• « Motivé, motivé » : la garantie d’un jugement compréhensible

    Dans l’affaire ici commentée (Cass. Crim., 1er février 2017, n° 15-85.199, B), un dirigeant de deux sociétés avait été reconnu coupable d’abus de biens sociaux et condamné à six mois d’emprisonnement avec sursis pour avoir transféré la quasi-totalité du bénéfice comptable de l’une vers l’autre, entraînant ainsi la cessation de paiements de la société ponctionnée et l’impossibilité de désintéresser ses créanciers.
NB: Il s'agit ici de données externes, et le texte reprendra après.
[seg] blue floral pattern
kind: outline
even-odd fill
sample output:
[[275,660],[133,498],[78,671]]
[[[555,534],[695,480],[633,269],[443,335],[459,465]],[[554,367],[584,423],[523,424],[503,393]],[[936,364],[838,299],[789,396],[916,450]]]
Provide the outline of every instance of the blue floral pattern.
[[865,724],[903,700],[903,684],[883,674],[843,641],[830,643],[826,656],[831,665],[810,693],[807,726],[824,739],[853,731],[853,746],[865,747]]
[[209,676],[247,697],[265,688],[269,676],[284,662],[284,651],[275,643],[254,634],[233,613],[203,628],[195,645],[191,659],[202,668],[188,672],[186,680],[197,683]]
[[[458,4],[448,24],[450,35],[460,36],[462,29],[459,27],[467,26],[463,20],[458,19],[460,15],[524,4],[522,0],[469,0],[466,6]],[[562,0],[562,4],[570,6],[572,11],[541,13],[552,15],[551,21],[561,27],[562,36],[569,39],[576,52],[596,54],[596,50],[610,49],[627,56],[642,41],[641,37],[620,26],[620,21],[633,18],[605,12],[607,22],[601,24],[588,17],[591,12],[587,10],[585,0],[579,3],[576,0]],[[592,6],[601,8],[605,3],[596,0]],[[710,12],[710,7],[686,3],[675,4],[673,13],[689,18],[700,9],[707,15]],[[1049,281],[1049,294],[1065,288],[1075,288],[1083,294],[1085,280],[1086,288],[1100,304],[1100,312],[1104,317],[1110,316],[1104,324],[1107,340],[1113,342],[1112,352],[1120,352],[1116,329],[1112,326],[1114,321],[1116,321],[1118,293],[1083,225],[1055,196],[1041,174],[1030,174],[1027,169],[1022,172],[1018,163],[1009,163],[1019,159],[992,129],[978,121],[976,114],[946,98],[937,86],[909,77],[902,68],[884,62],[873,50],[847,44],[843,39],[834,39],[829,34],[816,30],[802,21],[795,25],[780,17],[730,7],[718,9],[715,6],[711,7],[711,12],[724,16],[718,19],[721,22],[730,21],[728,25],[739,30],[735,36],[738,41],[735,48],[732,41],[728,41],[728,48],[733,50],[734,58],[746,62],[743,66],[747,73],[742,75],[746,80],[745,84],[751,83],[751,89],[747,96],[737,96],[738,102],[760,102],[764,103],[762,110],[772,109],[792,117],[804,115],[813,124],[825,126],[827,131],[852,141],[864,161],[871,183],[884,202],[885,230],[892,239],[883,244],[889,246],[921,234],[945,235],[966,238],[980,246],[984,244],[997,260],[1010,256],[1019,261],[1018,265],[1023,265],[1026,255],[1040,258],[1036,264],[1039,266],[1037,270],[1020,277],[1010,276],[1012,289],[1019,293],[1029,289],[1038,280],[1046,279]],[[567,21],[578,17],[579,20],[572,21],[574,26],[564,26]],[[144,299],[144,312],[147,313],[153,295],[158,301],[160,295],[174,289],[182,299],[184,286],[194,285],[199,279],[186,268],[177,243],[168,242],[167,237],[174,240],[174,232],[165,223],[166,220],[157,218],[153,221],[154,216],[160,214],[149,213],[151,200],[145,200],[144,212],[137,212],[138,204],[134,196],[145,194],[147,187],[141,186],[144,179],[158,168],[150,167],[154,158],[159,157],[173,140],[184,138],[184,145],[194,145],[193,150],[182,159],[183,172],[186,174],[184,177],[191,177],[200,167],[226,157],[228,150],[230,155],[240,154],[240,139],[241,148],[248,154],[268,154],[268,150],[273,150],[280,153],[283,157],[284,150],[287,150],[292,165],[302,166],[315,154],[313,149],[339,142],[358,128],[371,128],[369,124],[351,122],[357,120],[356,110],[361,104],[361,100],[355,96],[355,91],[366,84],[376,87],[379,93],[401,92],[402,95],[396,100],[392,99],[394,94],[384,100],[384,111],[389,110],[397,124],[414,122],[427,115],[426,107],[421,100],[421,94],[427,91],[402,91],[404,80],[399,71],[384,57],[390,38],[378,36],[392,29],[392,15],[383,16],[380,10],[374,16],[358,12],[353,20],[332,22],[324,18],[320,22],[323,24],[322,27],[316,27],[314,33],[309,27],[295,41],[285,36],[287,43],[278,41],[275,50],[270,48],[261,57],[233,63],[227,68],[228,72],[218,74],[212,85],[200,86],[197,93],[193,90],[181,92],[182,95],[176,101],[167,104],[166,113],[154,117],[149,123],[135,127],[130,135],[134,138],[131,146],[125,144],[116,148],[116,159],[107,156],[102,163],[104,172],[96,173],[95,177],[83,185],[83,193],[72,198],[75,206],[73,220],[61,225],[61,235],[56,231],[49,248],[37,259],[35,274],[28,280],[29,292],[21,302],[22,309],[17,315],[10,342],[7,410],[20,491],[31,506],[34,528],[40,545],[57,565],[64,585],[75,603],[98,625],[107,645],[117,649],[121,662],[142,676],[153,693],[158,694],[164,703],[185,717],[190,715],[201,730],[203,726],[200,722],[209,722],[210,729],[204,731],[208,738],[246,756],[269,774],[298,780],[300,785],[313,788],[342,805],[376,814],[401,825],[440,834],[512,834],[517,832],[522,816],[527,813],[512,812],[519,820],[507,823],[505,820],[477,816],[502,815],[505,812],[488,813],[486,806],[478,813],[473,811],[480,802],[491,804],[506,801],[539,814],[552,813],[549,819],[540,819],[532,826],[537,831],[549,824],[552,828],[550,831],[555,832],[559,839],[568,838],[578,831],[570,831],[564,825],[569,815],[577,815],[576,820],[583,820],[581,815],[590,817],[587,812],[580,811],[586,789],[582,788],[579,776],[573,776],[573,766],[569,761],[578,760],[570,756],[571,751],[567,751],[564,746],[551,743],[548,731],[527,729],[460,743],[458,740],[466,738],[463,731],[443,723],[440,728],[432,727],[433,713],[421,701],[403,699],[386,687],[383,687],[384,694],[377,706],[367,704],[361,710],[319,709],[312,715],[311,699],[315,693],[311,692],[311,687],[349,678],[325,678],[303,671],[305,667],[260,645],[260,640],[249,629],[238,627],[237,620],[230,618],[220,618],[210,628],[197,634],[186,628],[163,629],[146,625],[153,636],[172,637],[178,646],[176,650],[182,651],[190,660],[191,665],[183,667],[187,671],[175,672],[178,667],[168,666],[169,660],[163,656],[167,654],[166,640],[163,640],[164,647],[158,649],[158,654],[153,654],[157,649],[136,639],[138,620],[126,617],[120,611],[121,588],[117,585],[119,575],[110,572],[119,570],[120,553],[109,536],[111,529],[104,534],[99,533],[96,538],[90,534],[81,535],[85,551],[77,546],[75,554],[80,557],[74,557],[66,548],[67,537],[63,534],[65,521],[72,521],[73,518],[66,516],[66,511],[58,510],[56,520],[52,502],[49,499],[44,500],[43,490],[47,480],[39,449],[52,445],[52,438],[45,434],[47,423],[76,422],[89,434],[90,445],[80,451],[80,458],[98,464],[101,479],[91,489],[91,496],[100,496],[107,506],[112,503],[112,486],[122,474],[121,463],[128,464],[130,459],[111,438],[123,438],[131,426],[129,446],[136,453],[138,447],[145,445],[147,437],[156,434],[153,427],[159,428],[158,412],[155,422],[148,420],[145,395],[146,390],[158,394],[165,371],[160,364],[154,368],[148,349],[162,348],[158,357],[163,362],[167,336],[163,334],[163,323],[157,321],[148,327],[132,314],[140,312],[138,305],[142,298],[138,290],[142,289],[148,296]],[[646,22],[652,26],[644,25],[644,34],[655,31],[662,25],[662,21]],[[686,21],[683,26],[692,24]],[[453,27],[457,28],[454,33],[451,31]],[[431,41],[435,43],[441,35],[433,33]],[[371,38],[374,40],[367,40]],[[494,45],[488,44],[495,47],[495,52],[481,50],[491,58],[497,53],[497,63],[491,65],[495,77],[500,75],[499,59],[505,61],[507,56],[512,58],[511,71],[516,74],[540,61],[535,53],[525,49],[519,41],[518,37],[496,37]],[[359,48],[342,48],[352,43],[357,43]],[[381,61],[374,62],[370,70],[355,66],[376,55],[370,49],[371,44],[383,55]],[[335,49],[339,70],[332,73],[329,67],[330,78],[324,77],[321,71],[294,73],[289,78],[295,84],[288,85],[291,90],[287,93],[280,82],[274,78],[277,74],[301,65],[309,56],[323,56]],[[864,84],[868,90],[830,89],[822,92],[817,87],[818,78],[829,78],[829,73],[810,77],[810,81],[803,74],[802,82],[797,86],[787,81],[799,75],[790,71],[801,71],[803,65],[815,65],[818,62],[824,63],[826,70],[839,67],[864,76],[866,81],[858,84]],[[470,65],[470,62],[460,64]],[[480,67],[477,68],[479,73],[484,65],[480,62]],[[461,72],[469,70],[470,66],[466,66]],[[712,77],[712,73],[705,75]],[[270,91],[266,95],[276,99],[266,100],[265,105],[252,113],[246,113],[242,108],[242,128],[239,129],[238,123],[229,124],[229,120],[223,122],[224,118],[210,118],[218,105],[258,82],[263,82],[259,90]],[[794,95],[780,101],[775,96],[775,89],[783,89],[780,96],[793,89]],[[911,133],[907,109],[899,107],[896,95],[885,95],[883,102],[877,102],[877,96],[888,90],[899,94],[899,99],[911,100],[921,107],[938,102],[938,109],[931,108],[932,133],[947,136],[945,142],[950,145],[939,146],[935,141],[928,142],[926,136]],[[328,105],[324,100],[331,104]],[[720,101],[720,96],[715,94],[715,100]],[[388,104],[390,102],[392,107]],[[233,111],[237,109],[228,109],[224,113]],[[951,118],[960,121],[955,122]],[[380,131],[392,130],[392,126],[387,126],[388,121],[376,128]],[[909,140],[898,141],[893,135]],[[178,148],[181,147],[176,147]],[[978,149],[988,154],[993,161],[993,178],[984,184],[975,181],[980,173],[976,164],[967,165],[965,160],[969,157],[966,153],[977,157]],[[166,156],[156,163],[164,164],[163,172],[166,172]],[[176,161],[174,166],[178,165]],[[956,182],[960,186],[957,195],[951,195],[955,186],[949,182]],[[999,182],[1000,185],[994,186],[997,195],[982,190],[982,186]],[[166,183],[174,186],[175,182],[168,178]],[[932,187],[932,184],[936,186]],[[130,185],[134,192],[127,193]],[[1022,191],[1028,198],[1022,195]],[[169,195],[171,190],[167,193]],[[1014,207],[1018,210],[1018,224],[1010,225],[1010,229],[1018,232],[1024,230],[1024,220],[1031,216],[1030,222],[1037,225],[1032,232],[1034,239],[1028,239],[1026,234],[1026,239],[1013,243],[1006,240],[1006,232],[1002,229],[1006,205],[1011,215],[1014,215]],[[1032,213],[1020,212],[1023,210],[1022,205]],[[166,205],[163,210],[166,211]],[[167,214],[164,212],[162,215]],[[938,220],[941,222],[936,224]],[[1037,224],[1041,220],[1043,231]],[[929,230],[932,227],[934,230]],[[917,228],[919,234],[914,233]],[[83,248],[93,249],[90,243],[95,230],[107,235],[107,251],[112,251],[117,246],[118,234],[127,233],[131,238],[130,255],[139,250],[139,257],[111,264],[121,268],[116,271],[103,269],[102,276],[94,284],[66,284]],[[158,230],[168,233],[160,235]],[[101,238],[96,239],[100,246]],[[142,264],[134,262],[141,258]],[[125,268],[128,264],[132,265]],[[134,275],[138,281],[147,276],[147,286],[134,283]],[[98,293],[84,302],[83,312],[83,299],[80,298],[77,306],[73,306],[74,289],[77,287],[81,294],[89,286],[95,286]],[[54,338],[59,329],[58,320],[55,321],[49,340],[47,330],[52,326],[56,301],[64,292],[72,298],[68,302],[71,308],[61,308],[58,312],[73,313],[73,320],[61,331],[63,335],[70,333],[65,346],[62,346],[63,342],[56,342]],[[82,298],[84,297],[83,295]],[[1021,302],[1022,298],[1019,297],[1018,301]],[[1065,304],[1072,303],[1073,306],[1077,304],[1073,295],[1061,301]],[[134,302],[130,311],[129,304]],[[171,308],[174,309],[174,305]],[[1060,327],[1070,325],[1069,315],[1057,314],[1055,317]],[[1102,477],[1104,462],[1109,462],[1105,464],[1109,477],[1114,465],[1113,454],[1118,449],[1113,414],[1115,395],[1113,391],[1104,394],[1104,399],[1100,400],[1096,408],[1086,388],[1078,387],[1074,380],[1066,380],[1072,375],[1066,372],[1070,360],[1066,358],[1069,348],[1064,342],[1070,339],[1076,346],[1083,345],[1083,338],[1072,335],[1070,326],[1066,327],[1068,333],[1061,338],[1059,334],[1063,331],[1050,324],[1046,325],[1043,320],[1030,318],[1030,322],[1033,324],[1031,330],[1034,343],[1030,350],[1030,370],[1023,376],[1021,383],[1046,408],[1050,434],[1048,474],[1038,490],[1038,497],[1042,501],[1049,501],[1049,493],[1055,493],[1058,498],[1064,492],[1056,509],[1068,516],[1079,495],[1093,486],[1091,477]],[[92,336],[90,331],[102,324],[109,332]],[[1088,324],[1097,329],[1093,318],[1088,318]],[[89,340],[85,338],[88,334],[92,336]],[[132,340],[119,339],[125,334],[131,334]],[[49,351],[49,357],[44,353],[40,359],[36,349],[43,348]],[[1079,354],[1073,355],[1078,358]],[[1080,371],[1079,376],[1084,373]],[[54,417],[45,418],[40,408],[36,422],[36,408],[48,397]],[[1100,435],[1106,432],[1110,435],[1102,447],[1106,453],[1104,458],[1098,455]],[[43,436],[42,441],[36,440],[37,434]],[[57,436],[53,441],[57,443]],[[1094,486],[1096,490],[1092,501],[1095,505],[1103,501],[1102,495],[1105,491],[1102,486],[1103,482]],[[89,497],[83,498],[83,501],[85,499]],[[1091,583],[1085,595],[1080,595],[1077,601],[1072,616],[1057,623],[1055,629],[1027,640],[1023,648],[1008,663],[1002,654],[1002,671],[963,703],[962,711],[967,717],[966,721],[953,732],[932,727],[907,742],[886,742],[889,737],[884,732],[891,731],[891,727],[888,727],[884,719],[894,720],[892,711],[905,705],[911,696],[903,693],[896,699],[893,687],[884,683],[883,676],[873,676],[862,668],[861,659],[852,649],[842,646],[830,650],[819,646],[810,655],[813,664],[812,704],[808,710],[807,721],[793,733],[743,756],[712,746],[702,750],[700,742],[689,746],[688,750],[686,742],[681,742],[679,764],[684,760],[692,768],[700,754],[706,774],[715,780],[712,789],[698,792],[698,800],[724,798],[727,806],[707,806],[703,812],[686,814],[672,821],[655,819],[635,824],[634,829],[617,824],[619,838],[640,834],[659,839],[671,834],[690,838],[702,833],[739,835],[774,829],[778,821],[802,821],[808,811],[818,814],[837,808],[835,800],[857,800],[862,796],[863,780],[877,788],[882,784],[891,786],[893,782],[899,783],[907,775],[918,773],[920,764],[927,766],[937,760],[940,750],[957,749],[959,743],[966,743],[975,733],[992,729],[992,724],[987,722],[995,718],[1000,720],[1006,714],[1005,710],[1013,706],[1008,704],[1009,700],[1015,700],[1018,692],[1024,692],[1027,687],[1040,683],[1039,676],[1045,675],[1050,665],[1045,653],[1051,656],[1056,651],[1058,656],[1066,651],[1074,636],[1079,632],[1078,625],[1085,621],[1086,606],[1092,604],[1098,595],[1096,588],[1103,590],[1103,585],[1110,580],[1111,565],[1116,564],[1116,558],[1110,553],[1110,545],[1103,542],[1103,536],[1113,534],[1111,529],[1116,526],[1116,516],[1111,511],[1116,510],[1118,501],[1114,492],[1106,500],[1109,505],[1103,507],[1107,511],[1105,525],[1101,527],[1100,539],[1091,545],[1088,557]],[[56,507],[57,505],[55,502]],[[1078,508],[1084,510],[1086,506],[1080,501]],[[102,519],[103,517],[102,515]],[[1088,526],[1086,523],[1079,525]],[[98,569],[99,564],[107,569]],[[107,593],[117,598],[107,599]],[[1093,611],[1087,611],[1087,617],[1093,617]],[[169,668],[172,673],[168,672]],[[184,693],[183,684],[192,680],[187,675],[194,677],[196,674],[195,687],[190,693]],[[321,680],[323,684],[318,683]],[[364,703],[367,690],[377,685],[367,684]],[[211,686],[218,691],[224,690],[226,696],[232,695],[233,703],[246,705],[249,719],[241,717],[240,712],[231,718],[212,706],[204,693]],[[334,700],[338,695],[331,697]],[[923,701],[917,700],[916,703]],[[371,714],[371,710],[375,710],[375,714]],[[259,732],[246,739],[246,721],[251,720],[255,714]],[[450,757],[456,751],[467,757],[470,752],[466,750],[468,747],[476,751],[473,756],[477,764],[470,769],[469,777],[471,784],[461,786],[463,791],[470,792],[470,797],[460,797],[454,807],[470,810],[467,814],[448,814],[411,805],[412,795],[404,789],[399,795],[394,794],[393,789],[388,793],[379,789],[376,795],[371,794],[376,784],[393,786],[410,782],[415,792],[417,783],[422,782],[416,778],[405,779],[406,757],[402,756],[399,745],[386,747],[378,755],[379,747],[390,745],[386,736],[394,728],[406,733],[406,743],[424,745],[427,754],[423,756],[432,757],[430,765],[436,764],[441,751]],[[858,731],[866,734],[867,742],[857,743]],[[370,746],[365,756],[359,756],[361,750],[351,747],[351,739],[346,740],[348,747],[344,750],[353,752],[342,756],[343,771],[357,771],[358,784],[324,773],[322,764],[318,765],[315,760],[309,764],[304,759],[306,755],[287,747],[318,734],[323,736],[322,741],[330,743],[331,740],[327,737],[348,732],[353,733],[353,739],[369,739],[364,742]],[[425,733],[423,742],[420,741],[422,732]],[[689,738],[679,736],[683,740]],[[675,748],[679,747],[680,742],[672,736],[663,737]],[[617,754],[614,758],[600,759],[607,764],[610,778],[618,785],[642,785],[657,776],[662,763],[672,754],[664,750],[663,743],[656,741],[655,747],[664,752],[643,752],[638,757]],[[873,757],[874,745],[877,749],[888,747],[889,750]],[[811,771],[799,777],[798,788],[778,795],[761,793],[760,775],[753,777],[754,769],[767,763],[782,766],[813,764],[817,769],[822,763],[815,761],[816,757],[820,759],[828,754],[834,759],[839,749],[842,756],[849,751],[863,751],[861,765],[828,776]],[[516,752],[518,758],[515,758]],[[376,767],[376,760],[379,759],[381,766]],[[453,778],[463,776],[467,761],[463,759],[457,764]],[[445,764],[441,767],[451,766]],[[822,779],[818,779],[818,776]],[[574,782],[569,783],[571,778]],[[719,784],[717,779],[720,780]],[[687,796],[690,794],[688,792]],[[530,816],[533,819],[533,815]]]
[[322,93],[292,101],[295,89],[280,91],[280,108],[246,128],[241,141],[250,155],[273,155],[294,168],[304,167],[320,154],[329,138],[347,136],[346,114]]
    Il s’était également vu infliger une peine complémentaire de cinq ans d’interdiction de gérer une société commerciale, en application de l’article L. 249-1 du code de commerce.

     

    Devant la Cour de cassation, le dirigeant indélicat faisait valoir que ladite peine complémentaire prononcée à son encontre était disproportionnée au regard de la liberté d’entreprendre et de travailler.

     

    Se posait donc la question de la motivation de la peine et du degré de contrôle du juge de cassation à cet égard.

     

     

     

    Jusqu’à présent, la chambre criminelle estimait que, sans avoir à s’en expliquer, les juges répressifs appréciaient, dans les limites fixées par la loi, la sanction à infliger à l’auteur d’une infraction (voir notamment : Cass. Crim., 14 mai 1998, n° 96-84.622, B. n° 163).

     

    Mais l’arrêt commenté marque une évolution significative.

     

    En effet, la Cour de cassation y énonce qu’« en matière correctionnelle, toute peine doit être motivée en tenant compte de la gravité des faits, de la personnalité de leur auteur et de sa situation personnelle ».

     

    Elle estime, au cas présent, que le prononcé de la peine complémentaire d’interdiction de gérer se trouve justifié au regard de ces critères, la cour d’appel ayant relevé que :

    •   le prévenu avait suivi une école de commerce ;
    • qu’il était dirigeant de société depuis 1978 ;
    • qu’il avait repris la gérance de la société placée
      en redressement judiciaire en novembre 2013 ;
    • qu’il ne percevait pas de rémunération au titre de sa gérance et qu’il bénéficiait de revenus fonciers de l’ordre de 10 000 € par mois ;
    • qu’il avait privilégié les intérêts de ladite société dans laquelle il avait des intérêts, et délibérément sacrifié l’autre société et placé celle-ci dans l’impossibilité de désintéresser ses créanciers.

    Cette nouvelle exigence de motivation, qui permet une meilleure compréhension par le justiciable des peines prononcées à son encontre et dissipe le sentiment d’arbitraire, ne peut qu’être saluée.

    Elle permettra un approfondissement du débat contradictoire sur la nature et le quantum des peines prononcées et, surtout, vient corriger l’incongruité de l’absence de motivation de condamnations pouvant atteindre dix années de prison ferme.

    Cela semble être la moindre des choses.